André Santini, maire emblématique d’Issy-les-Moulineaux, Hauts-de-Seine, depuis 1980 et ancien ministre, est décédé dans la nuit du dimanche 31 mai au lundi 1er juin 2026 à l’âge de 85 ans. Il était l’une des figures politiques les plus durables et reconnues de France
Réputé pour ses bons mots, ses colères légendaires et son penchant pour le cigare, André Santini (UDI) était très affaibli depuis plusieurs mois. Pendant son demi-siècle de mandat, il a transformé l’ancienne ville ouvrière des Hauts-de-Seine en un « médialand », accueillant les sièges de nombreux médias. La fin de sa carrière avait été marquée par des accusations de harcèlement sexuel et moral.
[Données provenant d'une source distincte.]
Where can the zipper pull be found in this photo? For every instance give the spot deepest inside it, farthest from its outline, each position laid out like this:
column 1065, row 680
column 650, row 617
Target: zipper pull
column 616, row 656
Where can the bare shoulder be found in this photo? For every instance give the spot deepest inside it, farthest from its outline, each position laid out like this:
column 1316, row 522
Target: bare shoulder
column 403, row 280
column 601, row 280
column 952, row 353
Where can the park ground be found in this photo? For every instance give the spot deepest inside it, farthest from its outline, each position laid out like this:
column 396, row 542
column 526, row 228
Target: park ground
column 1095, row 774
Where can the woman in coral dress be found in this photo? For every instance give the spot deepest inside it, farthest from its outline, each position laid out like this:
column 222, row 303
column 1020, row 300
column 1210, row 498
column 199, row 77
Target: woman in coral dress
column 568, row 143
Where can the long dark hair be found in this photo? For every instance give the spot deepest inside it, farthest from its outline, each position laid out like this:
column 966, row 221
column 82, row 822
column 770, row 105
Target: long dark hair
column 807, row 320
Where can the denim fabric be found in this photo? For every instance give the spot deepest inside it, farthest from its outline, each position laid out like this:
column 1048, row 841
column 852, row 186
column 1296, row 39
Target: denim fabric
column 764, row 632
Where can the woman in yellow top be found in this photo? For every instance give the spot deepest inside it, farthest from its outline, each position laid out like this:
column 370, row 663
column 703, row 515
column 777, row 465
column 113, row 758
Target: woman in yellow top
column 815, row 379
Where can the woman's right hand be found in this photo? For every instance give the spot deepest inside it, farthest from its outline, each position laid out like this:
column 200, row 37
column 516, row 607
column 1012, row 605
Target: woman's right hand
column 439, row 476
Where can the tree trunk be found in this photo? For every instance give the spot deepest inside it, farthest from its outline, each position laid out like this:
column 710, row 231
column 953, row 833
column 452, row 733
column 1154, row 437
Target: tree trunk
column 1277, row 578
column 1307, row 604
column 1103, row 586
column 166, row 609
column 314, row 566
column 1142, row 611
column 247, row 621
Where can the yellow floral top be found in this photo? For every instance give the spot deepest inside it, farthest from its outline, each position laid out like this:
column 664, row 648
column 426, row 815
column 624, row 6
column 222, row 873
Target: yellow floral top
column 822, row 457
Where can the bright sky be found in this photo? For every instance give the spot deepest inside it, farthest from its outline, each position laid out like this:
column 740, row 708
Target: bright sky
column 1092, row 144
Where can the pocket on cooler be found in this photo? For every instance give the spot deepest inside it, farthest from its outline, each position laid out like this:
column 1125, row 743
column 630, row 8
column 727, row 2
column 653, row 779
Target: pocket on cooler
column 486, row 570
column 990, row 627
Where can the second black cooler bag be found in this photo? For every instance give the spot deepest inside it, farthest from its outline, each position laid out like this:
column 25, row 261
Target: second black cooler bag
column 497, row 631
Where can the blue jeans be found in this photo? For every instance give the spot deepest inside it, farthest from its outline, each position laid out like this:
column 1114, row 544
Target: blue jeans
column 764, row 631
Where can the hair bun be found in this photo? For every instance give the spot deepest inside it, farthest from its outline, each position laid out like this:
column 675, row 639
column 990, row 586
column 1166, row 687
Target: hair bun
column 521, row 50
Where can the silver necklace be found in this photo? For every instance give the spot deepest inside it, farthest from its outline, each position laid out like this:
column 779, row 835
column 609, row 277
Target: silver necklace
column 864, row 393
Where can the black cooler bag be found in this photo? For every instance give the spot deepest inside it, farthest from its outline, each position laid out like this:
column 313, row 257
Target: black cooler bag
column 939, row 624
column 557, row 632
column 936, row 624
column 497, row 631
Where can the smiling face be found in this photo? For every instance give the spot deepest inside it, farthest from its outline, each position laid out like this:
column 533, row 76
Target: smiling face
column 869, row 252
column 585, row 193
Maire d’Issy-les-Moulineaux durant plus de 45 ans malgré des pratiques contestées et des accusations d’agression sexuelle, baron de l’Union pour la démocratie française (UDF), plusieurs fois ministre, ce « vieux briscard », comme il se présentait lui-même, constituait avant tout un pilier de la droite, en particulier dans une de ses plus belles places fortes, les Hauts-de-Seine. Sa gouaille, ses blagues soigneusement travaillées et compilées dans des livres, ses vacheries débitées à la radio et la télévision constituaient autant d’outils lui assurant une solide notoriété, mise au service de son ambition politique. « Retrouvons le sourire », clamait son slogan, clamait son slogan de 2004, lorsqu’il menait la liste UDF aux élections régionales en Ile-de- France.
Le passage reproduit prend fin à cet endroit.